If the chart comes out perfect the first time, great. If it's all there except one label that needs to be moved, or you would like to change the font, a downloaded PNG or copied SVG code is actually a bit of a hassle to then edit and get a chart from 80% to 100%.
@whoiskatrin I would be happy to try implementing this. I might need some advice on a few choices.
Love the premise of Chart GPT. There's a solid gap between graphic output of BI tools / Excel / Tableau / interactive custom-made graphics (D3 etc) and literally making a chart design (Figma, etc).
This is from a marketing perspective. And feel free to ignore. But I think this would be true in many situations: the workflow for many genAI tools is they get you "80% there" then you fine-tune (often manually).

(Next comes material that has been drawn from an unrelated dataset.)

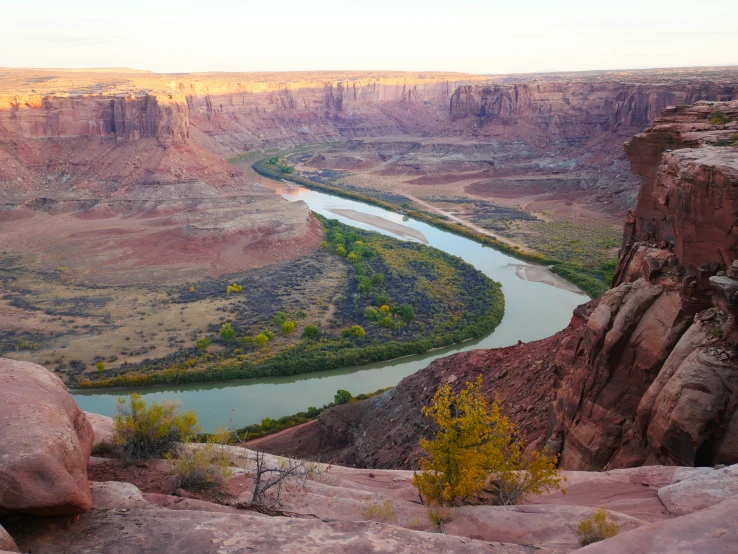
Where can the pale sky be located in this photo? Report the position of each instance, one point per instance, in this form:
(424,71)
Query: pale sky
(286,35)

A similar ability for Chart GPT might be something like an edit button that appears when a chart is rendered. Depending on the type of chart the user then has a series of inputs corresponding with everything that can be edited about the chart via Recharts.
If the chart comes out perfect the first time, great. If it's all there except one label that needs to be moved, or you would like to change the font, a downloaded PNG or copied SVG code is actually a bit of a hassle to then edit and get a chart from 80% to 100%.
Hi @merrillcook0 - This is a good suggestion. However, just to be on same page, you are saying that we need to have an edit button to the resulted chart so that we refine it and get it what we wanted?
OR
You want the idea of keeping the existing input on the text area and then after generating the chart, you need to update the GET request to modify the prompt so that we get updated chart?
Also, one suggestion is to make the issue title as descriptive as possible so that we can get 80% information by looking at it. Similar to user story writing either in Jira or any other project management tools.
@whoiskatrin - Do you suggest we need to have a contribution guidelines in detail so that everyone would follow similar paradigms?
Also, do you think we need to have coding standards to be followed with respect to naming conventions, design patterns, using certain linters like ESLint etc so that every incoming commit has similar structure?
@uttej-vsk - in your first comment above you get at the main choice we have here.
An initial take on the pros and cons here could be:
Edit the result chart to refine it
Pros
- download button works as intended if the rendered SVG is changed on page
- easiest to initially set up and assess value of change
- no additional API calls
Cons
- Can't make use of rechart API methods.
- Can edit text but editing actual values that are computed onto canvas likely not feasible
Edit the chart via GET request to Recharts API
Pros
- Full use of rechart API methods
- Can change chart values and text
Cons
- More convoluted editor interface (for example, what is a suitable editor that allows editing of the appropriate data fields for each chart type?)
- Additional API calls
I would err towards the first option as it seems lower complexity and then we can assess if this is actually a useful addition.
Also, noted about the issue title, edited.
Leaving my 2 cents here, to make the chart editable, React-D3 would be the best course of action as the visualizations can be modified on the front-end using a few buttons/re-prompting GPT to produce D3 code instead to visualize the graph and then reprompt the GPT API to 'change' the D3 code for the aforementioned changes. The latter method might also output more unstable graphs since the code it will make might not be accurate 100% though so assess the tradeoffs.